Quantcast

Remembering the importance of the holiday

The Dallas Examiner | 11/23/2016, 3:46 p.m.
The holidays are upon us again. It’s that time of the year that we talk about being thankful for our ...

The Dallas Examiner

The holidays are upon us again. It’s that time of the year that we talk about being thankful for our blessings and spreading love, hope and joy, as families from near and far gather for dinner and share fond memories. It’s that time of the year that people are more willing to give donations, and some are even willing to offer their time to charities.

But it’s also that time of the year that brings on stress and frustration in making the holidays “perfect.” It’s worse for some, if you factor in depression for those isolated from friends and family and/or missing lost loved ones.

There’s a lot of stress that comes from trying to make sure everything is right when family comes to town, or trying to make sure that the food is perfect or that you’re able to stick to your own dietary needs. There are several things that bring on stress when families gather.

But the most important thing to remember is family; whether they travel from near or far, these are the people that love you unconditionally and just want to spend time with you. Most holidays are not going to go perfect, and that’s OK. Sometimes it’s those imperfect moments that make the best memories years later.

However, if you are one of those people that never feels stressed around the holidays, you might consider that maybe you are the person that could be causing the stress. Sometimes it is easy to take it for granted that mom and/or grandmother love cooking for you so much that when the holidays come around, that’s their present to you. And for some, it might be.

But consider the fact that a helping hand in the kitchen is never a bad thing. Sometimes, it helps just to have somebody share some of the food preparation, cooking or cleaning. As they say, “Helping hands make light work.” It also gives the host more energy and time to spend catching up with loved ones and sharing fond memories.

But not everyone is as fortunate to be able to travel to his or her loved ones or have their loved ones around them. And for some, that can be very depressing, especially for those who have raised families and then find themselves alone during the holidays. Some are not able to travel to be with loved ones.

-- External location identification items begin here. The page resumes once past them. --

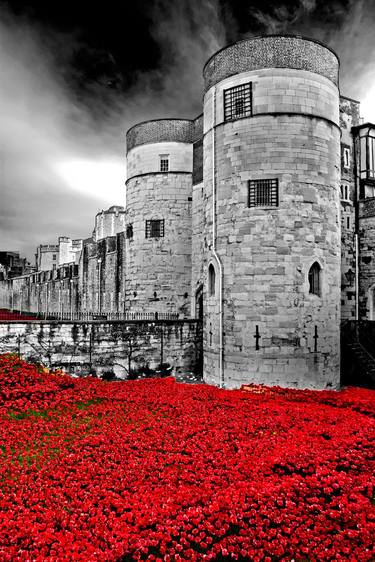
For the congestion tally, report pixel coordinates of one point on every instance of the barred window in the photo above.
(314, 279)
(211, 280)
(129, 231)
(154, 228)
(238, 102)
(346, 158)
(264, 193)
(164, 162)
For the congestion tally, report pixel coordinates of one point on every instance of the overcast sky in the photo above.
(74, 78)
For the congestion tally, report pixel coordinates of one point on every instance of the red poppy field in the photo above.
(163, 471)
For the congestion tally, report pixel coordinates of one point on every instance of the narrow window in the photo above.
(238, 102)
(164, 162)
(264, 193)
(211, 280)
(346, 158)
(154, 228)
(129, 231)
(314, 279)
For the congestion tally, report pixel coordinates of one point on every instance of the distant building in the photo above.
(47, 257)
(13, 265)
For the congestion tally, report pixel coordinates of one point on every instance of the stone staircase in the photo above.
(358, 353)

These individuals may see other people spending time with friends and family and ask themselves, “Why can’t that be me?” or “Why is everyone else so much happier than I am?” according to Health Line.

During the holidays, a phone call can sometimes be just as uplifting as a personal visit. It’s also thoughtful to send a care package and/or card with a message saying that you are thinking of them and wish them well.

Better yet, if you have the time and money, nothing beats a visit. Whether you go to them or find a way to have them come to you, for relatives that are alone most of the time, spending time with loved ones during the holidays is the most precious gift from the heart. With Thanksgiving only a day away, visiting loved ones may not be possible. But you may want to consider visiting around Christmas. How great would it be for your relative to receive a call from you on Thanksgiving saying that you’ll see them for Christmas?